Imagine my surprise on Friday night, when a flood of texts and tags came in with pictures of the Gator on ESPN! I couldn't believe my eyes. It looked so regal, all lit up on the screen, the favorite filler image of the evening. A moment I'll never forget!
I remember so vividly the wild days of fabrication that project required. It was in the fall of 2019 that I accepted the challenge of creating the sculpture in an extremely small window of time. And in the true artist way, I wouldn't be satisfied unless I could bring in new techniques I'd learned of in the recent years. It required many temporary scrap metal tools to be built (techniques aren't normally explored at this scale, so building custom tools for projects like this is very very common) as well as serious tool build outs like a 27 ton press. I had incredible assistance from fellow makers, who proved themselves to be cut from the same clothe and have given me some of the best memories I've had in my studio. It was a wild ride, full of very long days and plenty of coffee, and the finish line was met with a celebratory gathering for The Lighting of the Gator, with President of the University of Florida, Kent Fuchs, and many many more.
This sculpture represents the annual holiday celebrations of the University of Florida students, faculty and staff. The inclusive message supports a celebration of the season as a whole, encompassing the wide variety of holidays celebrated this time of year, as well as the hard earned ending of the semester, completion of final exams, and for some their graduation ceremony!
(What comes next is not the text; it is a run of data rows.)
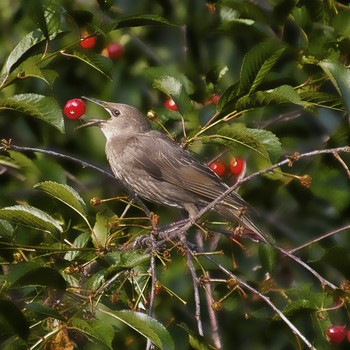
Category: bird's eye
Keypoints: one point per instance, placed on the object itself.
(115, 112)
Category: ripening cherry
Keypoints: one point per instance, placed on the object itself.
(215, 99)
(170, 104)
(89, 42)
(218, 168)
(74, 109)
(237, 166)
(115, 51)
(336, 334)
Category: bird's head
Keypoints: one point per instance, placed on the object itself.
(124, 119)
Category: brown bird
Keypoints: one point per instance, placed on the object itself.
(159, 170)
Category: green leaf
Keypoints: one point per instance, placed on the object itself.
(340, 77)
(263, 143)
(30, 216)
(80, 242)
(342, 23)
(143, 324)
(258, 63)
(30, 68)
(174, 88)
(101, 63)
(124, 260)
(65, 194)
(6, 229)
(26, 165)
(320, 99)
(100, 334)
(280, 95)
(101, 228)
(21, 49)
(38, 106)
(142, 20)
(45, 311)
(268, 257)
(269, 141)
(41, 276)
(12, 319)
(47, 14)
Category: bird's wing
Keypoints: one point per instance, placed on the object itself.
(165, 160)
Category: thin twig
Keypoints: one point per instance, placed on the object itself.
(329, 234)
(84, 164)
(260, 295)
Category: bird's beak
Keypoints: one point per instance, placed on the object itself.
(93, 122)
(96, 101)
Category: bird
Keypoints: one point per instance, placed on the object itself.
(159, 170)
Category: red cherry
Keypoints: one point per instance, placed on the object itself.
(215, 99)
(336, 334)
(115, 51)
(74, 108)
(89, 42)
(218, 168)
(170, 104)
(237, 166)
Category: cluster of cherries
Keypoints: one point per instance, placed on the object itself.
(337, 334)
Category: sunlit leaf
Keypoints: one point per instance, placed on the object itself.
(38, 106)
(65, 194)
(174, 88)
(258, 63)
(340, 77)
(30, 216)
(99, 62)
(24, 275)
(142, 20)
(44, 310)
(143, 324)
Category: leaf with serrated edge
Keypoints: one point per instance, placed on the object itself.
(63, 193)
(142, 20)
(340, 77)
(38, 106)
(257, 64)
(101, 63)
(30, 216)
(143, 324)
(173, 87)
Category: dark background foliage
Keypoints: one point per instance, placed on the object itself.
(280, 68)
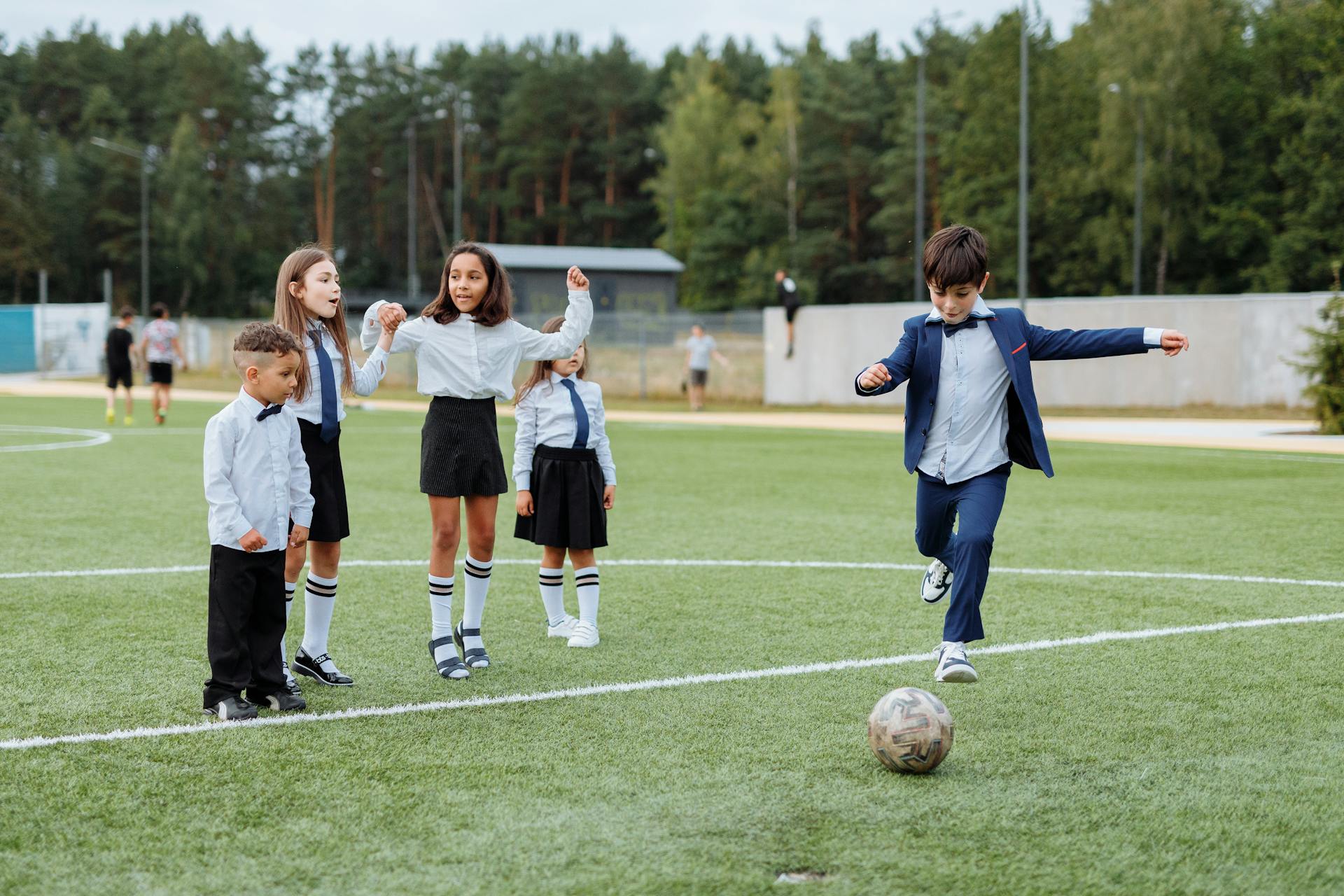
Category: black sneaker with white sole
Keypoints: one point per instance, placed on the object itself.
(323, 668)
(283, 701)
(232, 710)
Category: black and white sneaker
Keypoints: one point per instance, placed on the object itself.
(232, 710)
(953, 665)
(283, 701)
(937, 583)
(321, 668)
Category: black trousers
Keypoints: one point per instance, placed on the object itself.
(246, 624)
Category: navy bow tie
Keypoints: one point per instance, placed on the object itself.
(948, 330)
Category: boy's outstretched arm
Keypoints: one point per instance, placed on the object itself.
(889, 372)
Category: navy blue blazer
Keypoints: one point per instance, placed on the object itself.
(918, 358)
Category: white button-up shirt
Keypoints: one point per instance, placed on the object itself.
(464, 359)
(255, 475)
(546, 416)
(366, 378)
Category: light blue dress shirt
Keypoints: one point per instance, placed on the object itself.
(255, 475)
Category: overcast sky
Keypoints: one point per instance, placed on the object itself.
(283, 26)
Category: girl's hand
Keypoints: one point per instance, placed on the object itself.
(1175, 343)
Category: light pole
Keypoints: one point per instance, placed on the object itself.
(1139, 188)
(144, 214)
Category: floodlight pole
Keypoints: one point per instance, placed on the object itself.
(144, 214)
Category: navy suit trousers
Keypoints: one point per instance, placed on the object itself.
(974, 507)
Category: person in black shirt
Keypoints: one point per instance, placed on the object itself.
(788, 292)
(118, 346)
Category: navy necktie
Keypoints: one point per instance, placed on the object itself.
(580, 415)
(328, 379)
(948, 330)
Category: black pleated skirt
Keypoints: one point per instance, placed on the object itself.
(566, 500)
(331, 516)
(460, 449)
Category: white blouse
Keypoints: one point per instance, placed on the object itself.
(464, 359)
(546, 416)
(366, 378)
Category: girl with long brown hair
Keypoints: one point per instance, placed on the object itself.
(467, 348)
(309, 305)
(566, 484)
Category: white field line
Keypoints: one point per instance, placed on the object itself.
(756, 564)
(651, 684)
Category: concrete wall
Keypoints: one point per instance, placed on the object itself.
(1240, 346)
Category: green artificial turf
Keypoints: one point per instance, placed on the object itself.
(1200, 763)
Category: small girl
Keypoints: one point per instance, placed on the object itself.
(467, 349)
(566, 484)
(309, 305)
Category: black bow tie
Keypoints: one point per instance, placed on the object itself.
(948, 330)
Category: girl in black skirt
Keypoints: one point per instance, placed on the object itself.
(309, 305)
(566, 484)
(467, 349)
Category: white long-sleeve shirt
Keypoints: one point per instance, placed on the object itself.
(255, 475)
(546, 416)
(366, 378)
(464, 359)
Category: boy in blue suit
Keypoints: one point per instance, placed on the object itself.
(971, 414)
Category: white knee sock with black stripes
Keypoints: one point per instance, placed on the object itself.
(473, 601)
(441, 614)
(319, 603)
(587, 583)
(553, 594)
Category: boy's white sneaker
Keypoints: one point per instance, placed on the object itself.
(937, 583)
(564, 630)
(585, 634)
(953, 665)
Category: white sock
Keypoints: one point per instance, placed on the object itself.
(319, 602)
(473, 602)
(289, 606)
(587, 583)
(553, 594)
(441, 615)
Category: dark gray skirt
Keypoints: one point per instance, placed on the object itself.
(460, 449)
(566, 500)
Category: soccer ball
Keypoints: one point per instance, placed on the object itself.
(910, 731)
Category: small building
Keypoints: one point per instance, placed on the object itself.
(620, 279)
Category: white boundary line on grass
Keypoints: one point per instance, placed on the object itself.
(774, 564)
(92, 437)
(651, 684)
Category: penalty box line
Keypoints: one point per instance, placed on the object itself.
(764, 564)
(651, 684)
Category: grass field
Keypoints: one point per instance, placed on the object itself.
(1200, 763)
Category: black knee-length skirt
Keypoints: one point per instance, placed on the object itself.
(566, 500)
(460, 449)
(331, 516)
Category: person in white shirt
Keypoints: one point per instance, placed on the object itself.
(260, 503)
(566, 484)
(467, 349)
(309, 305)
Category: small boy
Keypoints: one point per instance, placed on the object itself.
(258, 493)
(971, 414)
(118, 347)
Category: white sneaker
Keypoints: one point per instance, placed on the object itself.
(564, 630)
(953, 665)
(937, 583)
(585, 634)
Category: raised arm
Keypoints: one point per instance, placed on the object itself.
(890, 371)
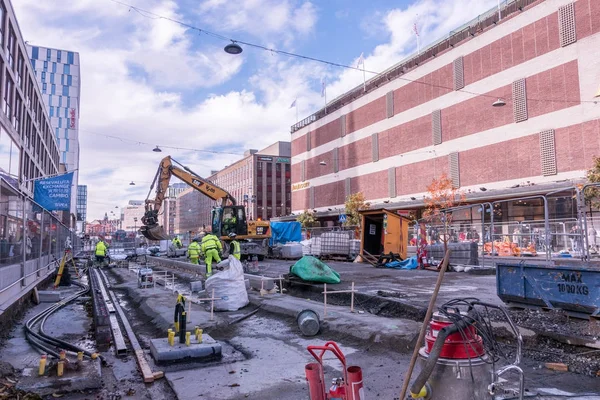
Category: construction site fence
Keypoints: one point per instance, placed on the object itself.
(542, 237)
(32, 241)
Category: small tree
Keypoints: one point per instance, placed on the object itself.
(306, 219)
(592, 194)
(442, 195)
(355, 203)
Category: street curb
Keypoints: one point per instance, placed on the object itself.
(393, 333)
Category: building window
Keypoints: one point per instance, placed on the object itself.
(12, 41)
(2, 21)
(20, 66)
(8, 89)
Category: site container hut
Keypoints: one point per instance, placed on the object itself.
(383, 232)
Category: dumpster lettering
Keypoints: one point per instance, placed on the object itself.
(574, 284)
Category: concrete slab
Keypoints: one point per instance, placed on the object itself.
(49, 296)
(209, 349)
(196, 286)
(77, 377)
(396, 333)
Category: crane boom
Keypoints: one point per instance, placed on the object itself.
(166, 170)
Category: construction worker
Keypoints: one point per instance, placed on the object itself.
(194, 251)
(101, 250)
(211, 247)
(234, 248)
(177, 242)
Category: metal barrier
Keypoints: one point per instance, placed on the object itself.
(30, 239)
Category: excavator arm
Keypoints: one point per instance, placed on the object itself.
(151, 228)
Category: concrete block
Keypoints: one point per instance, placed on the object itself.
(196, 286)
(209, 349)
(49, 296)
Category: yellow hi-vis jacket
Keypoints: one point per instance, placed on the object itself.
(194, 250)
(211, 242)
(100, 249)
(236, 250)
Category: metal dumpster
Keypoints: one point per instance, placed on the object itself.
(573, 286)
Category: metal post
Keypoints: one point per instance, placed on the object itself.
(23, 244)
(40, 250)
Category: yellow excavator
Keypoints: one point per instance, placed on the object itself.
(226, 217)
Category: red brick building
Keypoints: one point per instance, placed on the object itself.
(433, 114)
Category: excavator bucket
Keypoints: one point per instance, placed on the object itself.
(154, 232)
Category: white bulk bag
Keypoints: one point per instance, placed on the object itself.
(229, 287)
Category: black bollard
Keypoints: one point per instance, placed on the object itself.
(182, 328)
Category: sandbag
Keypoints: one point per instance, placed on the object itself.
(229, 287)
(312, 269)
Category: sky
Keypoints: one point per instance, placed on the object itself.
(147, 79)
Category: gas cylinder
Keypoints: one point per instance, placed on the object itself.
(462, 368)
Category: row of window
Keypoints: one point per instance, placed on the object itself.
(35, 54)
(53, 67)
(65, 89)
(59, 112)
(64, 79)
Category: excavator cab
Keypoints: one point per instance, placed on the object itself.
(228, 219)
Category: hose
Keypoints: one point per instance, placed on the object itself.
(434, 355)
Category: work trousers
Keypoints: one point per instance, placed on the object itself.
(211, 255)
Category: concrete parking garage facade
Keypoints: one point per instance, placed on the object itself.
(433, 113)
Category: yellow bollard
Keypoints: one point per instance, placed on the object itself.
(42, 369)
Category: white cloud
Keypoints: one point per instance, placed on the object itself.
(156, 107)
(434, 18)
(261, 18)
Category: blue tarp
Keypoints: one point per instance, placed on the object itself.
(283, 232)
(409, 263)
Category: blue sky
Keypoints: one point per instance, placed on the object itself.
(150, 80)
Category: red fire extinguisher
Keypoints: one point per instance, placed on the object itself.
(350, 387)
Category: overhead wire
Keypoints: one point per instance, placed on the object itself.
(154, 16)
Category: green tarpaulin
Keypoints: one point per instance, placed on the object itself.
(312, 269)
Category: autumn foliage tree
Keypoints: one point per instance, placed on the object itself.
(307, 219)
(355, 203)
(592, 194)
(442, 195)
For the past two years I've spent a bit of time on campus while the Gator has been displayed and the circulation of students and staff walking past and stopping to observe or photograph the sculpture has been heartwarming. There is an earnest curiosity on campus that is deeply refreshing. This year, 2020, was understandably much quieter, but even so, the birds sang, the breeze blew by, and those who walked past stopped to admire the piece.
I'm a bit unassuming as the maker, so its a little devious and fun for me to sit on a nearby bench and observe this. People will say what they think! It's hard to remember another piece I've installed that regularly receives so many compliments and photographs. I assume it all comes back to the way students are eager to explore, and open to comment. I find it refreshing and am truly humbled as an alumni of the College of Fine Arts to have a piece placed on campus at the end of every fall semester.